XHDL-FM is a radio station on 98.5 FM in Mexico City. XHDL is owned by El Heraldo de México and operates as a news/talk station known as El Heraldo Radio. The transmitter site is located atop Cerro del Chiquihuite.

XHDL-FM broadcasts in HD.

==History==
98.5 FM began as XELA-FM in 1962, owned by Radio Metropolitana, S.A., the concessionaire of XELA-AM 830. Until 1984, it was an FM simulcast of 830 AM; when it broke away, it became "Stereo Classics", English-language music of the 1950s, 1960s and 1970s. In 1989, the format was changed to more contemporary music in English as "Dial FM", and the callsign was changed to XHDL-FM to reference the new format.

===Radioactivo era===
On July 20, 1992, XHDL became "Radioactivo 98.5", with a rock and hip hop format. Its first slogan, "Radioactivity's in the air", was quickly eclipsed by its second: "Fuck everyone else". Various international artists, such as Metallica, Rammstein, The Mars Volta, Fabolous, Snoop Dogg and the Red Hot Chili Peppers, visited the station. From 1992 to 2000, MVS Radio, the joint venture between Frecuencia Modulada Mexicana and Grupo Imagen, operated the station; in 2000, XHDL-FM, XEDA-FM 90.5 and XELA-AM broke off to become the stations of Imagen Telecomunicaciones. Under Imagen, Radioactivo went through various changes, the largest of which was the departure of José Alvarez in 2003. The station closed on 2 April 2004 causing some minor protests outside the studios.

===Reporte 98.5===
With presidential elections looming in 2006, several stations flipped to talk formats, including XHDL, which did so in April 2004 under the name Reporte 98.5. Many of the personalities from Radioactivo 98.5 eventually migrated to IMER's XHOF-FM, such as Rulo, El Sopitas, Julio Martínez and Erich Martino. Reporte offered news, talk and traffic reports aimed at the Mexico City area, including three full newscasts a day, sports and financial programming.

===RMX===

Logo as RMX used between 2017 and 2019

XHDL-FM began operating in HD Radio in 2011 alongside XEDA-FM, making them the first radio stations in Mexico City to do so. At that time, XEDA-HD2 was activated carrying the audio of RMX Guadalajara (XHAV-FM).
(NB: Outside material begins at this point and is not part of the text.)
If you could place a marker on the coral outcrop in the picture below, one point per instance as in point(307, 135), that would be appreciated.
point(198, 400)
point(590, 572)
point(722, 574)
On January 5, 2017, Imagen Radio announced that XHDL would go full-time with the RMX format, beginning Monday, January 9, alongside one new affiliate, XHOD-FM in San Luis Potosí, as well as two existing Imagen/RMX combo stations, XHQOO-FM in Cancún and XHMIG-FM San Miguel de Allende-Celaya.

===Sale to El Heraldo de México===
On June 16, 2019, Grupo Imagen and Grupo Andrade, owners of the El Heraldo de México newspaper, announced that they had reached a strategic agreement under which Imagen would sell XHDL-FM and XHAV-FM to the newspaper, subject to the approval of the IFT.

RMX closed down at 11:59pm on Friday, June 21, to allow El Heraldo to begin operation of the station as Heraldo Radio on June 22. The new programming began on June 25, with longform newscasts and other informative programs, while still carrying music programming similar to RMX's on overnights and weekends. The transfer of the concessions of XHDL and XHAV to GA Radiocomunicaciones, S.A. de C.V., a subsidiary of Grupo Andrade, was approved by the IFT on August 28, 2019.

Heraldo Radio news hosts include Sergio Sarmiento, Guadalupe Juárez, Jesús Martín Mendoza and Salvador García Soto.